Tires and gasoline were strictly rationed. Carpooling was a necessity.
Daily, news broadcasters brought the war into our home. I vividly remember Walter Winchell with his machine gun like delivery starting each show with “Good evening Mr. and Mrs. North and South America and all the ships at sea. Let's go to press." The war came to my weekly movies. I saw “To Be or Not to Be” with Jack Benny in a Hitler parody and “Mrs. Miniver” starring Greer Garson. Seeing the bombing of London made the war a reality.
The war affected every day life. Candy and gum were scarce. I chewed the same piece of bubble gum for days. Nightly planting it carefully on wax paper in the icebox. After a week the gum was tasteless! Dad rolled his own cigarettes due to supply shortages. Savings Stamps were sold at school. I licked them to paste in a book.
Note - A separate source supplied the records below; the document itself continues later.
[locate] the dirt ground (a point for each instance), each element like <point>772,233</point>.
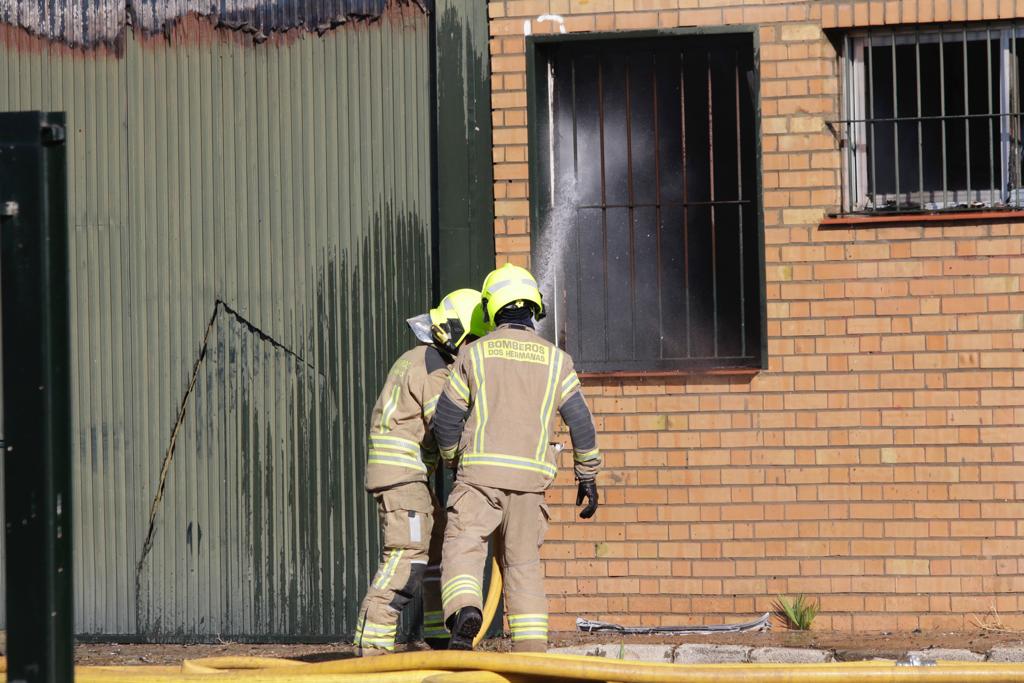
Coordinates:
<point>847,646</point>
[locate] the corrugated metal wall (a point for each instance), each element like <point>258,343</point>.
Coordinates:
<point>250,229</point>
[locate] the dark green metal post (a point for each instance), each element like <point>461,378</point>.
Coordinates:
<point>36,389</point>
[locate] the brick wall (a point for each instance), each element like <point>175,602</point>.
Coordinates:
<point>878,463</point>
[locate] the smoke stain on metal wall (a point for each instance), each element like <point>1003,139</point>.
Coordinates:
<point>283,180</point>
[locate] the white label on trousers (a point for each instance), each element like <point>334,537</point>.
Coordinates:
<point>414,527</point>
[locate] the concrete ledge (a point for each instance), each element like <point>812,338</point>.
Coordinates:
<point>626,652</point>
<point>947,654</point>
<point>790,655</point>
<point>712,654</point>
<point>1006,654</point>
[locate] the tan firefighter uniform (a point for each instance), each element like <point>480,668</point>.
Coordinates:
<point>508,387</point>
<point>401,454</point>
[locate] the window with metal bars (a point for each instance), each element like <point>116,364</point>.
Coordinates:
<point>645,196</point>
<point>932,120</point>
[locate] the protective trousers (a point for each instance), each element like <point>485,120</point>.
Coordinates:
<point>411,558</point>
<point>518,521</point>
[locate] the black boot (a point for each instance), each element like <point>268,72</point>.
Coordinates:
<point>464,626</point>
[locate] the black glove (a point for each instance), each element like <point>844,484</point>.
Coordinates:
<point>587,489</point>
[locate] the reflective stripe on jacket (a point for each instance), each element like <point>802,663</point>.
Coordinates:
<point>401,447</point>
<point>512,383</point>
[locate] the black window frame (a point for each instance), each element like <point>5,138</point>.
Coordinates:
<point>985,129</point>
<point>537,103</point>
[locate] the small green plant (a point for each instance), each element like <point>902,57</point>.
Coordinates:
<point>799,613</point>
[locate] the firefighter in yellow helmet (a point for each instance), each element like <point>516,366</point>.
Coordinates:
<point>401,456</point>
<point>495,419</point>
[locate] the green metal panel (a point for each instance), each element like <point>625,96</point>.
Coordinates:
<point>250,230</point>
<point>465,174</point>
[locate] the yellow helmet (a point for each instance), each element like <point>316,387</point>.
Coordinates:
<point>507,285</point>
<point>459,315</point>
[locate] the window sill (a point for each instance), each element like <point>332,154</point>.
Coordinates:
<point>667,374</point>
<point>902,219</point>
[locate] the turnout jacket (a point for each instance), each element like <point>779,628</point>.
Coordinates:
<point>401,447</point>
<point>498,412</point>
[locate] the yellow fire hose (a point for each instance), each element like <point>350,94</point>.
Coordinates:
<point>491,604</point>
<point>470,667</point>
<point>456,667</point>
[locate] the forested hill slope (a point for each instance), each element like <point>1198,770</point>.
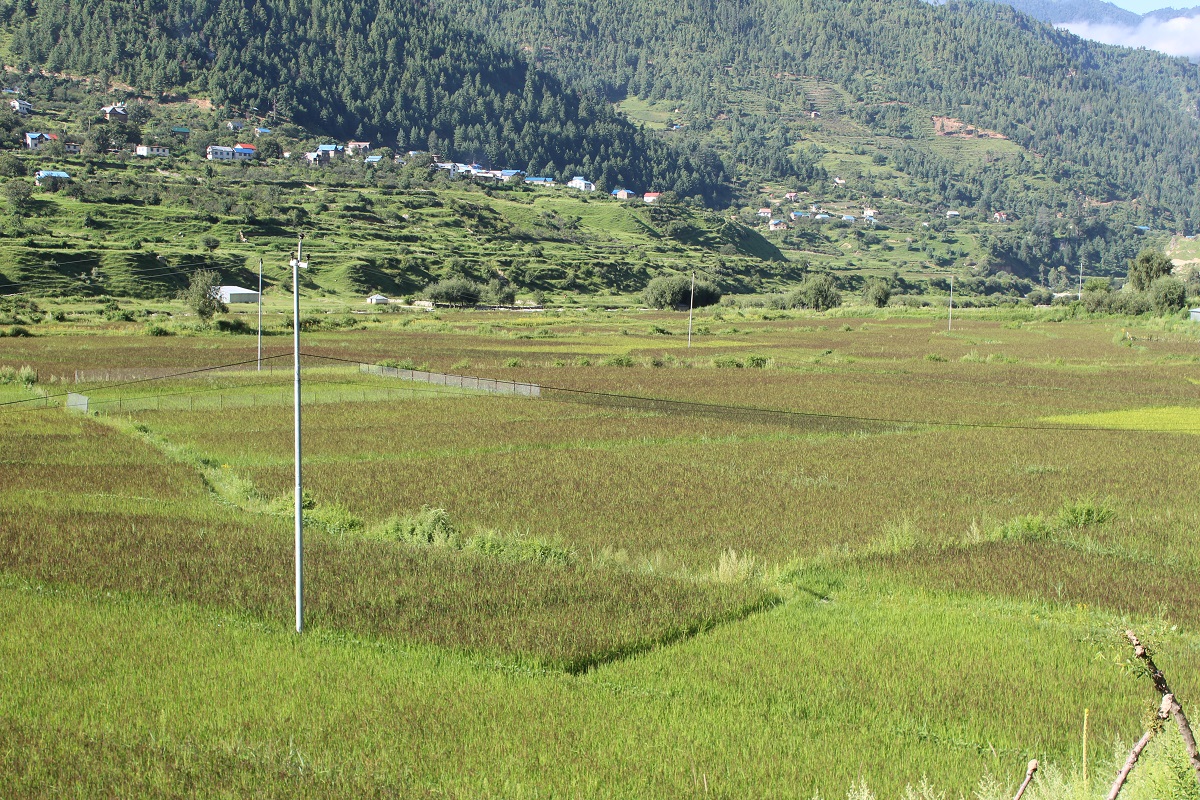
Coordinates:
<point>1111,122</point>
<point>382,70</point>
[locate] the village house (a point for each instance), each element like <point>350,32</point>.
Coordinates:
<point>43,175</point>
<point>35,139</point>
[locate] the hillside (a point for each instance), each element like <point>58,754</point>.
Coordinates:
<point>385,71</point>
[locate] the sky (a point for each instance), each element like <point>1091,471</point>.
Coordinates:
<point>1177,36</point>
<point>1140,6</point>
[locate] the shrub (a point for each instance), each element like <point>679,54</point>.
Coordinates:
<point>1168,295</point>
<point>1150,265</point>
<point>1083,513</point>
<point>670,292</point>
<point>819,293</point>
<point>454,292</point>
<point>201,294</point>
<point>240,326</point>
<point>427,527</point>
<point>499,293</point>
<point>876,293</point>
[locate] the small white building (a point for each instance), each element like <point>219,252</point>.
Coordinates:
<point>237,294</point>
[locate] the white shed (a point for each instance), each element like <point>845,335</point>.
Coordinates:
<point>237,294</point>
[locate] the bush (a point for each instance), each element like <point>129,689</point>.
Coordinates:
<point>1150,265</point>
<point>670,292</point>
<point>201,294</point>
<point>455,292</point>
<point>1168,295</point>
<point>819,293</point>
<point>1039,298</point>
<point>876,293</point>
<point>499,293</point>
<point>240,326</point>
<point>427,527</point>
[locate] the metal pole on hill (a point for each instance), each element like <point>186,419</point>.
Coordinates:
<point>297,265</point>
<point>259,314</point>
<point>691,305</point>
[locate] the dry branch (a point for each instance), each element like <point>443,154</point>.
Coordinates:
<point>1029,779</point>
<point>1164,713</point>
<point>1156,674</point>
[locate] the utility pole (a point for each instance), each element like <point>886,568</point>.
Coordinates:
<point>949,323</point>
<point>691,305</point>
<point>297,265</point>
<point>259,314</point>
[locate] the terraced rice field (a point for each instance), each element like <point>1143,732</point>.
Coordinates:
<point>865,565</point>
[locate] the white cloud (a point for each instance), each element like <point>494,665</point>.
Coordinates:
<point>1177,36</point>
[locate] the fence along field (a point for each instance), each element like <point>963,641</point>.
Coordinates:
<point>875,542</point>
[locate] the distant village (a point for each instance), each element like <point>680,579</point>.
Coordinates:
<point>324,154</point>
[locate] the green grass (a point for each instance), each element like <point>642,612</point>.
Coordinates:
<point>635,597</point>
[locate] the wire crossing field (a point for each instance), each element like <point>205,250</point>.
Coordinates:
<point>766,581</point>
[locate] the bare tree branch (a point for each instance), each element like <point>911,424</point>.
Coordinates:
<point>1029,779</point>
<point>1156,674</point>
<point>1164,713</point>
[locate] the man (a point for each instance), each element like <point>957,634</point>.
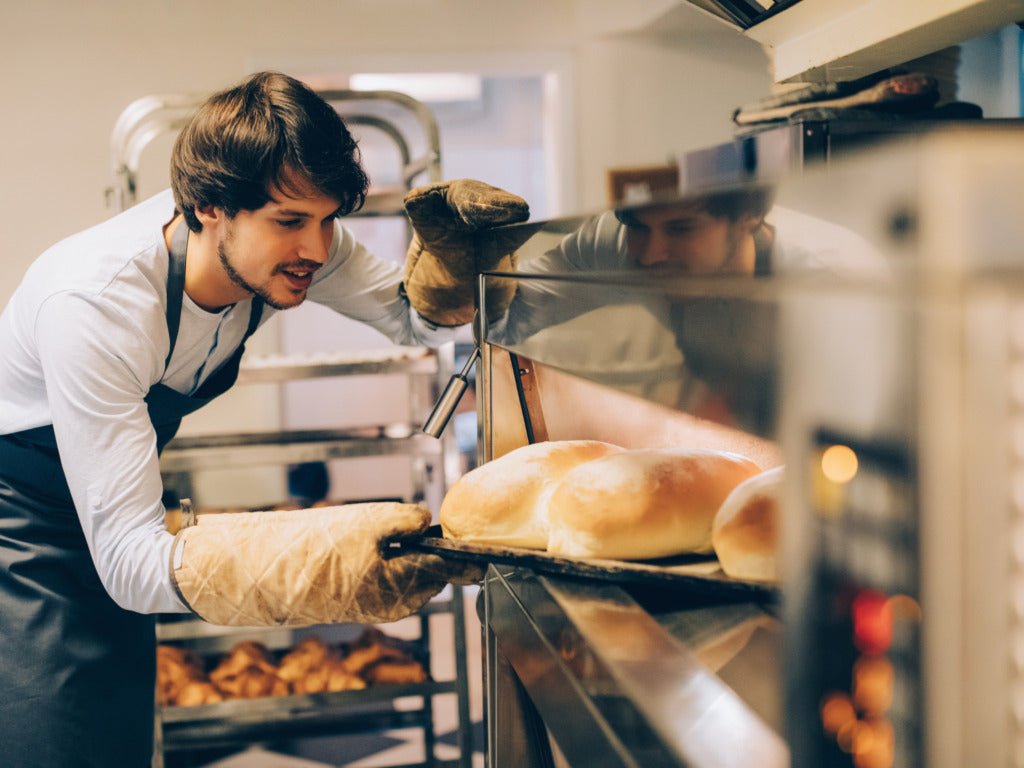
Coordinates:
<point>118,332</point>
Eventually they were converted to a U.S. War Bond. A war poster read “Help Stamp Them Out”.
My cousin was in the Army Air Force, stationed on Attu, the furthermost Aleutian island of Alaska. As an aerial photographer he came home with exciting tales. He brought a bear rug home that soon found its place on his mother’s living room floor and became my favorite place to listen to his stories. His brother was a flight engineer on B-29's in the Pacific. For years he kept his flight engineer’s circular slide rule close by. Their sister worked for Delta Airlines testing instruments. Sometimes workers were required to fly the planes on which they worked. Could that be true? We were given plane-spotting cards so we could identify enemy planes overhead. Was it is a Messerschmitt, a Stuka, or a Japanese Zero? Fortunately, no planes came close to the lower 48. However Attu was attacked and occupied briefly by the Japanese in 1942. American planes were also included so we could be assured they were not a threat. I can still identify a Flying Fortress and a Liberator plane.
Dad was an air raid warden. He wore an armband and maybe a helmet when performing his duties. When the sirens roared there was a blackout. He was responsible for assuring that all homes on his watch were dark.
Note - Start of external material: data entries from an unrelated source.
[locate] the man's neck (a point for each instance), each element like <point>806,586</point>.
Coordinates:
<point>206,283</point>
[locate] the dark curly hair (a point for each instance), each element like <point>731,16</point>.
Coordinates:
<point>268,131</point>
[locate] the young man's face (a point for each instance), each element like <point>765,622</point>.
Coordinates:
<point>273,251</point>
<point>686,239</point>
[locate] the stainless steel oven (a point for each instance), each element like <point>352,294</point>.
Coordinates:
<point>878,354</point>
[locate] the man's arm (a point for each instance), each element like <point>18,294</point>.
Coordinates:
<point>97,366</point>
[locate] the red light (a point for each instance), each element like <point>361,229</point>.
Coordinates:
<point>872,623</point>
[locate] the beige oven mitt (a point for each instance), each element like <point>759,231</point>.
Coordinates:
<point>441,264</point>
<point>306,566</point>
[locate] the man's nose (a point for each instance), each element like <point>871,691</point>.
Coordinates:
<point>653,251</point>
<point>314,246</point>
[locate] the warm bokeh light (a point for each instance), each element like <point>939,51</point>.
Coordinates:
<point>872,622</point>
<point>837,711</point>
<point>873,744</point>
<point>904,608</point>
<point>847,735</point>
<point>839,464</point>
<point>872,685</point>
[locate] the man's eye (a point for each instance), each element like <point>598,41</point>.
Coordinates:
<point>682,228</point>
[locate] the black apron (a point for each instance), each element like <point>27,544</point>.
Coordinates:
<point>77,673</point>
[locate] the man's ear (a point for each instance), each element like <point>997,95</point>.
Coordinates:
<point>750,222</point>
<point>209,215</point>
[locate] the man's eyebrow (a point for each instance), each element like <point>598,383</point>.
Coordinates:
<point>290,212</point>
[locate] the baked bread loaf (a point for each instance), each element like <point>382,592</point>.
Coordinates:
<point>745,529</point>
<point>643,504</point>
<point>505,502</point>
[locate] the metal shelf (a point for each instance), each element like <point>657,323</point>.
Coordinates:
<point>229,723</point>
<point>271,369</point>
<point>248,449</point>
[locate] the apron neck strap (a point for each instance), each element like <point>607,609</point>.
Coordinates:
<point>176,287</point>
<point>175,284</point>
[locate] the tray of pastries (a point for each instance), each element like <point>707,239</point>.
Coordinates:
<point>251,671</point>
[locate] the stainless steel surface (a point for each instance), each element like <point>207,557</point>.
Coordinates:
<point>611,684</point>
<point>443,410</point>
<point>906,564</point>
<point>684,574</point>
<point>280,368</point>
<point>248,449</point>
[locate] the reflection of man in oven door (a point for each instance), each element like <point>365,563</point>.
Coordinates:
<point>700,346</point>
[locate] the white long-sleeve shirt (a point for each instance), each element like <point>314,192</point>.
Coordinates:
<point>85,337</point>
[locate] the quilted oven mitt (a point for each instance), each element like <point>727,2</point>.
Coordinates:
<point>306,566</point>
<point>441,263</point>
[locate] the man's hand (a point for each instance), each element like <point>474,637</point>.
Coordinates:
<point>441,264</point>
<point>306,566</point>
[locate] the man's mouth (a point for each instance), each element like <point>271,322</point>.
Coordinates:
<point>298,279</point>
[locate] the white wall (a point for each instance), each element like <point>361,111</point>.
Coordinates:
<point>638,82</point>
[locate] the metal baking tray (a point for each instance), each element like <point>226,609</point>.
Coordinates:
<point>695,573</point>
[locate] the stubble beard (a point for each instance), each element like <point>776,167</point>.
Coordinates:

The war home front was much different then, different than it is with our war today. But the killing and suffering haven’t changed.
Dad devoted one half of our backyard to planting vegetables and the other half to raising chickens and rabbits. He built a henhouse for the chickens and a rooster and a hutch for the rabbit. The vegetable gardens and animals were now a part of my city life.
Every day war headlines splattered across our newspaper with important meetings, battles, victory and defeat. With the Atomic Bomb came VJ day. The war headlines ended as quickly as they came. I wondered what the newspaper headlines would be without the war?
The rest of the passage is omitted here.